Le sas ne constitue pas une surface perdue. Il permet de positionner le lavabo chirurgical et de prévenir la diffusion dans l’ensemble du couloir des aérosols résultant du lavage et du brossage des mains. Il permet de stocker correctement des accessoires de table, ce qui évite de les empiler en salle d’opération. Il permet également de stocker les chariots équipés du matériel stérile nécessaire aux interventions programmées dans la salle, ceci dans le but d’éviter des allées et venues au personnel.

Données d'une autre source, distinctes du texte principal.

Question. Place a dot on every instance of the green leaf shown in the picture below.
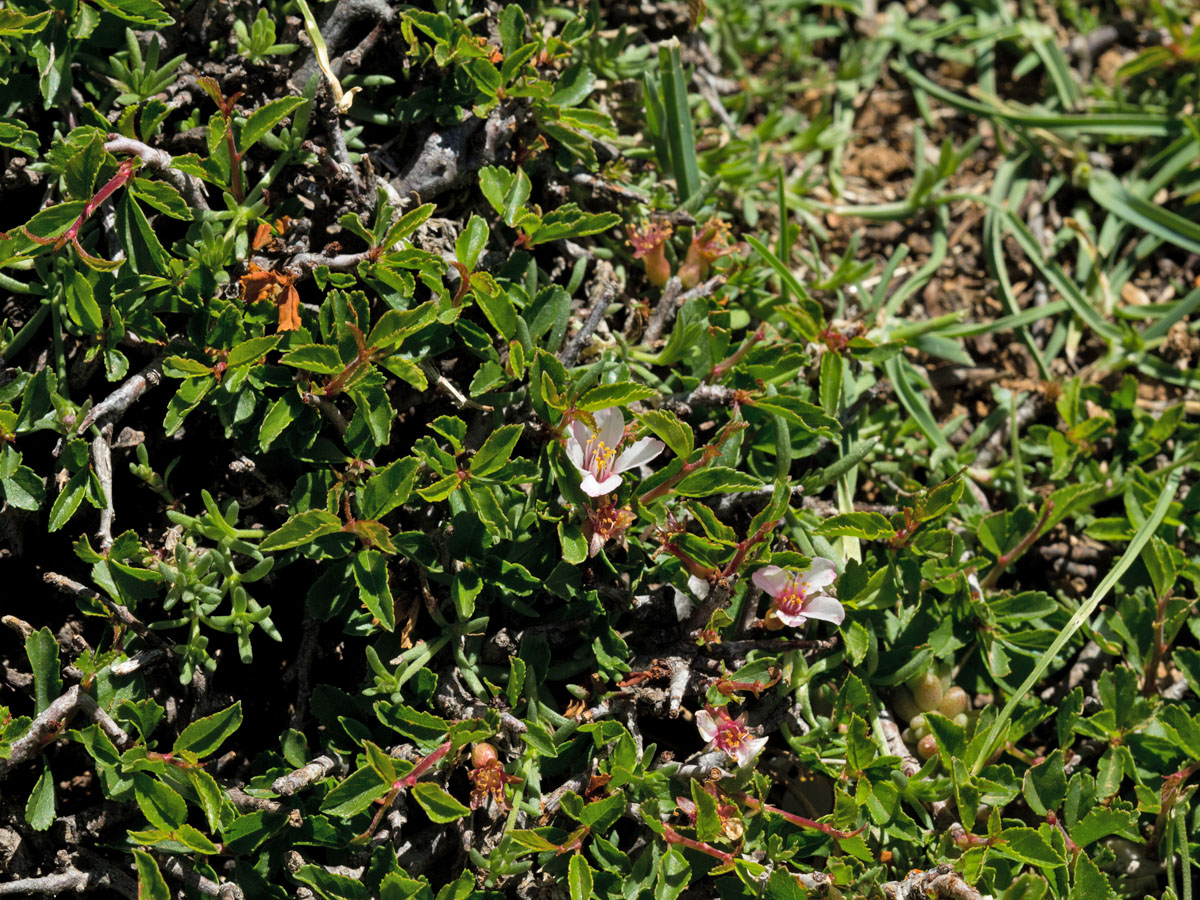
(43, 660)
(469, 245)
(1090, 882)
(495, 301)
(40, 808)
(438, 805)
(671, 430)
(205, 736)
(139, 12)
(139, 241)
(265, 118)
(371, 576)
(316, 358)
(355, 793)
(151, 886)
(407, 223)
(1084, 613)
(715, 479)
(18, 23)
(395, 325)
(865, 526)
(251, 351)
(579, 877)
(1045, 784)
(160, 804)
(1027, 846)
(537, 737)
(389, 487)
(496, 450)
(569, 221)
(161, 197)
(196, 840)
(69, 499)
(300, 529)
(621, 394)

La configuration d’un bloc opératoire est soumise à de nombreuses contraintes et le schéma idéal ne peut pas toujours être appliqué. Dans les aménagements ou compromis nécessaires, il serait souhaitable d’intégrer tous les aspects qui permettent d’améliorer la sécurité du patient. La disparition des sas dans la conception des blocs opératoires, dits modernes, semble relever avant tout d’une sous information des concepteurs et des utilisateurs, qui n’intègrent pas la complexité des phénomènes aérauliques susceptibles de contribuer à la contamination de l’environnement chirurgical. Il est regrettable que ce point ne soit pas explicitement mentionné dans la dernière publication de la SF2H « Qualité de l’air au bloc opératoire et autres secteurs interventionnels » mai 2015, alors même que l‘avant-propos rappelle les recommandations de BOURDILLON sur ce point.